Beitrag von truther »

Fiktive Rechtsfrage:

Ein CarSharing-Anbieter (Buchen der Fahrzeuge in 30-Minuten-Rastern über Smartphone-App oder Telefon) berechnet seinen Kunden bereits bei einer verspäteten Rückgabe des Fzg an der CarSharing-Station von nur 7 Minuten eine in der folgenden Rechnung also solche bezeichneten "Überziehungsgebühr" von pauschal 15 €, auch wenn es keine Anschlußbuchung durch einen anderen CarSharing-Kunden gab, so dass irgendwer hätte trotz Buchung warten müssen...
Irgendwie handelt es sich demnach um eine rein "erzieherische Maßnahme" oder sowas in der Richtung.
Das Fzg würde de facto also ein bisschen verspätet zurückgegeben - und steht dann eben einfach wieder ungenutzt an der CarSharing-Station herum.
Fraglich, wie man als CarSharing-Kunde Verkehr & Co so perfekt einschätzen könnte, dass einem mal nicht 7 Minuten verzögerte Abgabe passieren könnte - aber das soll hier nicht das Thema sein :)

Für diese "Überziehungsgebühr" wird in der Rechnung keine Umsatzsteuer ausgewiesen.

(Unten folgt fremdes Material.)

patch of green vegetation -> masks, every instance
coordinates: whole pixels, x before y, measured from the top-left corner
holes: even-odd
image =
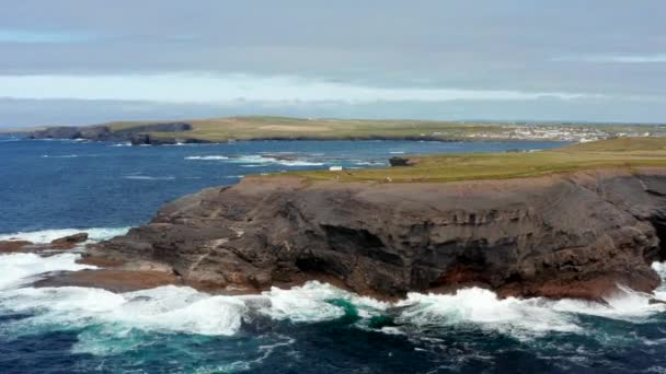
[[[593,168],[666,167],[666,138],[622,138],[525,153],[409,156],[413,166],[314,171],[291,174],[311,180],[453,182],[540,176]]]
[[[500,124],[432,120],[367,120],[289,117],[229,117],[183,120],[193,126],[182,133],[150,132],[154,138],[186,137],[209,142],[253,139],[428,139],[428,140],[508,140],[524,139],[519,128],[536,130],[535,139],[549,139],[548,131],[567,128],[571,131],[618,133],[655,132],[666,136],[666,126],[576,125],[576,124]],[[118,121],[105,124],[113,130],[165,121]]]

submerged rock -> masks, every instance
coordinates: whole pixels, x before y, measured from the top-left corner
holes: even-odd
[[[31,245],[33,243],[27,241],[0,241],[0,254],[26,252]]]
[[[650,264],[666,253],[664,217],[657,168],[424,184],[246,177],[181,198],[91,252],[218,288],[325,279],[383,297],[473,284],[599,300],[617,284],[659,284]]]
[[[85,241],[88,241],[88,233],[77,233],[54,239],[50,244],[83,243]]]

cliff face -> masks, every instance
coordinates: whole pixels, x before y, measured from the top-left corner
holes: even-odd
[[[595,300],[618,283],[656,288],[659,236],[664,170],[446,184],[249,177],[176,200],[93,253],[208,287],[323,279],[388,297],[475,284]]]
[[[133,144],[173,144],[179,141],[195,142],[194,139],[182,136],[182,132],[190,130],[192,130],[192,125],[185,122],[149,124],[119,130],[112,130],[108,126],[49,127],[44,130],[32,131],[27,137],[30,139],[129,141]],[[147,132],[174,132],[175,135],[173,137],[151,138]]]

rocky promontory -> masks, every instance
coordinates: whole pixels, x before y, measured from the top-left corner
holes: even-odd
[[[32,131],[28,139],[83,139],[92,141],[128,141],[131,144],[175,144],[202,142],[187,137],[186,131],[192,125],[186,122],[158,122],[114,129],[111,126],[82,126],[82,127],[48,127],[44,130]],[[153,137],[149,132],[166,133]],[[173,133],[173,135],[171,135]]]
[[[245,177],[89,252],[207,289],[318,279],[386,299],[478,285],[600,300],[618,285],[654,290],[665,241],[666,170],[653,167],[450,183]]]

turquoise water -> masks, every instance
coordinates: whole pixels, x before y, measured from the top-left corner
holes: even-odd
[[[241,175],[377,167],[392,155],[556,143],[266,141],[125,147],[0,138],[0,239],[122,234],[165,201]],[[276,155],[277,152],[283,152]],[[2,373],[666,372],[666,313],[631,290],[608,305],[497,300],[479,289],[394,304],[310,282],[261,295],[164,287],[33,289],[76,254],[0,256]],[[655,265],[666,274],[662,265]],[[659,290],[659,296],[666,292]]]

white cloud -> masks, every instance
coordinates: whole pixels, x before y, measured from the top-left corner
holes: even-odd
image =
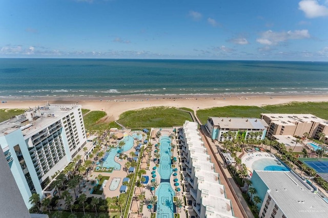
[[[115,42],[119,42],[119,43],[125,43],[125,44],[129,44],[131,42],[130,40],[123,40],[120,37],[115,38],[115,39],[113,40],[113,41]]]
[[[217,26],[217,22],[216,22],[216,20],[215,20],[214,19],[211,18],[211,17],[209,17],[208,18],[207,18],[207,21],[209,23],[210,23],[213,27],[216,27],[216,26]]]
[[[201,19],[202,15],[200,13],[197,11],[189,11],[189,16],[193,18],[195,20],[199,20]]]
[[[318,54],[320,56],[328,57],[328,46],[324,47],[321,51],[318,52]]]
[[[234,39],[231,39],[228,40],[230,42],[232,42],[234,44],[249,44],[247,39],[245,38],[236,38]]]
[[[260,44],[266,45],[276,45],[280,42],[291,39],[301,39],[310,38],[308,30],[290,30],[288,32],[276,32],[268,30],[261,34],[261,37],[256,39]]]
[[[311,22],[305,20],[301,20],[300,21],[298,22],[299,25],[310,25],[311,24]]]
[[[302,0],[298,9],[305,13],[307,17],[313,18],[328,16],[328,8],[319,4],[317,0]]]

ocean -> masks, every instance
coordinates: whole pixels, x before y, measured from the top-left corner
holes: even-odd
[[[327,93],[328,62],[0,59],[1,100]]]

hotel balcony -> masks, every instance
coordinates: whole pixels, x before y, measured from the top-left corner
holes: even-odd
[[[190,165],[189,164],[189,161],[184,161],[184,164],[186,164],[186,165],[187,166],[188,166],[188,167],[190,167]]]
[[[189,184],[190,184],[190,185],[191,185],[191,186],[193,188],[194,187],[194,180],[193,180],[193,179],[191,178],[188,177],[188,182],[189,183]]]
[[[189,189],[189,191],[190,192],[190,195],[192,196],[195,200],[197,200],[197,190],[194,188],[191,188]]]
[[[10,158],[9,158],[9,159],[7,160],[7,162],[8,162],[8,163],[9,163],[11,161],[12,161],[13,160],[13,159],[12,159],[12,157],[10,157]]]
[[[187,173],[189,174],[189,176],[191,176],[191,169],[190,168],[187,168],[186,169],[186,171],[187,171]]]
[[[186,150],[186,146],[182,146],[182,151],[183,152],[187,152],[187,150]]]
[[[198,216],[200,217],[200,204],[196,203],[196,202],[193,202],[193,209]]]

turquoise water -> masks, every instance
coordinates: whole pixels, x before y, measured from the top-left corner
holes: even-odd
[[[157,196],[157,216],[160,218],[173,217],[173,196],[175,191],[169,182],[162,182],[156,190]]]
[[[327,71],[319,62],[6,58],[0,96],[322,94]]]
[[[289,171],[283,163],[277,159],[261,158],[254,161],[252,168],[257,171]]]
[[[125,142],[125,145],[123,147],[123,152],[126,152],[133,147],[134,138],[137,138],[140,140],[142,138],[142,135],[134,133],[132,136],[128,135],[125,137],[124,139],[122,139]],[[115,157],[120,152],[121,149],[119,148],[112,148],[109,152],[106,152],[104,157],[105,159],[102,162],[102,166],[104,167],[113,167],[114,170],[115,171],[120,170],[121,169],[121,164],[115,161]]]
[[[157,167],[162,182],[156,190],[157,196],[157,217],[160,218],[173,217],[173,196],[175,191],[170,183],[170,177],[172,173],[171,165],[171,139],[168,136],[161,136],[159,142],[160,161]],[[163,180],[166,180],[165,181]]]
[[[113,180],[112,180],[112,182],[111,182],[111,184],[109,185],[109,190],[111,191],[114,191],[116,190],[118,187],[118,185],[119,185],[119,182],[120,181],[120,178],[113,178]]]
[[[314,144],[313,143],[309,142],[309,143],[308,143],[308,144],[313,147],[315,151],[317,151],[318,149],[321,149],[321,148],[319,146],[318,146],[316,144]]]
[[[172,173],[172,169],[171,167],[171,139],[168,136],[162,136],[159,140],[160,146],[160,164],[158,173],[162,179],[169,179]]]

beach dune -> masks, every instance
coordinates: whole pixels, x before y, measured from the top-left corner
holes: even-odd
[[[100,101],[101,100],[101,101]],[[197,110],[214,107],[229,105],[257,106],[284,104],[291,102],[325,102],[328,101],[328,95],[277,95],[277,96],[162,96],[154,97],[115,96],[108,99],[86,99],[51,98],[21,100],[7,100],[1,103],[0,108],[26,109],[38,106],[43,106],[47,102],[49,104],[76,104],[82,105],[83,108],[91,110],[105,111],[108,115],[107,120],[118,119],[124,112],[144,108],[158,106],[186,107],[196,111]],[[295,112],[296,113],[297,112]]]

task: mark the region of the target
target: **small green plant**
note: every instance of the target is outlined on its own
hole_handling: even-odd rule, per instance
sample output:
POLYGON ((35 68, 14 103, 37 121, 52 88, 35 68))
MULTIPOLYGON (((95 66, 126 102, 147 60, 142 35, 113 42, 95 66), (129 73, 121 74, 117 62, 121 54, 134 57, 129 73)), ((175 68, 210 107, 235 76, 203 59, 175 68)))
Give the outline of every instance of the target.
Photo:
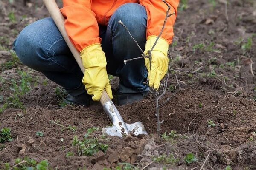
POLYGON ((197 49, 202 49, 204 48, 205 46, 205 45, 204 45, 204 44, 203 43, 201 43, 200 44, 196 44, 196 45, 194 45, 192 47, 192 48, 193 50, 196 50, 197 49))
POLYGON ((228 165, 227 167, 226 167, 225 170, 232 170, 232 168, 231 168, 231 167, 230 167, 229 165, 228 165))
POLYGON ((9 87, 9 89, 12 93, 10 93, 9 96, 6 98, 4 104, 0 108, 0 113, 8 108, 25 109, 20 98, 32 89, 32 83, 34 81, 34 78, 30 74, 25 71, 19 71, 18 74, 20 76, 18 81, 17 81, 16 79, 10 80, 12 85, 9 87))
POLYGON ((55 120, 55 122, 50 120, 50 123, 53 123, 61 127, 61 132, 64 132, 64 131, 68 130, 71 130, 73 133, 74 133, 76 132, 77 129, 77 128, 76 126, 71 126, 71 125, 69 125, 68 127, 66 127, 63 125, 61 124, 61 121, 58 120, 55 120))
POLYGON ((73 156, 74 153, 73 152, 67 152, 66 153, 66 158, 68 158, 70 156, 73 156))
POLYGON ((38 131, 36 132, 35 135, 39 137, 43 137, 44 136, 44 133, 41 131, 38 131))
POLYGON ((243 44, 241 48, 244 51, 249 51, 251 49, 253 45, 253 39, 251 37, 249 37, 247 39, 246 42, 243 44))
POLYGON ((237 111, 236 109, 233 110, 232 111, 232 116, 235 116, 237 114, 237 111))
POLYGON ((47 81, 47 79, 44 79, 44 81, 43 81, 43 82, 42 82, 42 84, 44 85, 47 85, 47 83, 48 83, 48 81, 47 81))
POLYGON ((166 154, 163 154, 159 156, 154 157, 153 161, 157 163, 175 165, 178 162, 179 159, 175 158, 172 154, 170 153, 168 156, 166 154))
POLYGON ((71 130, 72 132, 73 132, 73 133, 75 133, 76 130, 76 127, 75 126, 69 125, 67 127, 67 129, 71 130))
POLYGON ((169 88, 168 88, 168 89, 171 92, 173 92, 175 90, 175 86, 174 85, 173 85, 172 84, 171 85, 170 85, 170 86, 169 86, 169 88))
POLYGON ((210 73, 208 73, 207 75, 207 76, 210 78, 213 78, 215 77, 216 75, 217 74, 216 74, 216 73, 215 73, 215 71, 214 71, 213 70, 210 73))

Sie ist also quasi netto wie brutto.
Das CarSharing-Unternehmen muss für die "Überziehungsgebühr" also keine Umsatzsteuer an das FA abführen.
Es handelt sich im Wesentlichen also wohl um einen Umsatzsteuerfreien Umsatz.

Aufgrund welcher Kriterien darf diese "Überziehungsgebühr" umsatzsteuerrechtlich quasi wie eine "Mahngebühr" behandelt werden und dass CarSharing-Unternehmen muss dafür keine Umsatzsteuer abführen (mehr Gewinn)?
Es entstehen wie dargestellt dem CarSharing-Unternehmen keinerlei zusätzliche Kosten oder Aufwand durch die "Überziehung" der Buchungszeit (von 7 Minuten), wie auch keinem Folgebucher was verbaut wird (da wäre die "Überziehungsgebühr" nämlich noch höher). Bei Rückgabe wird die Rückgabezeit elektronisch erfasst, wie auch dann die Rechnung vollautomatisch erstellt wird...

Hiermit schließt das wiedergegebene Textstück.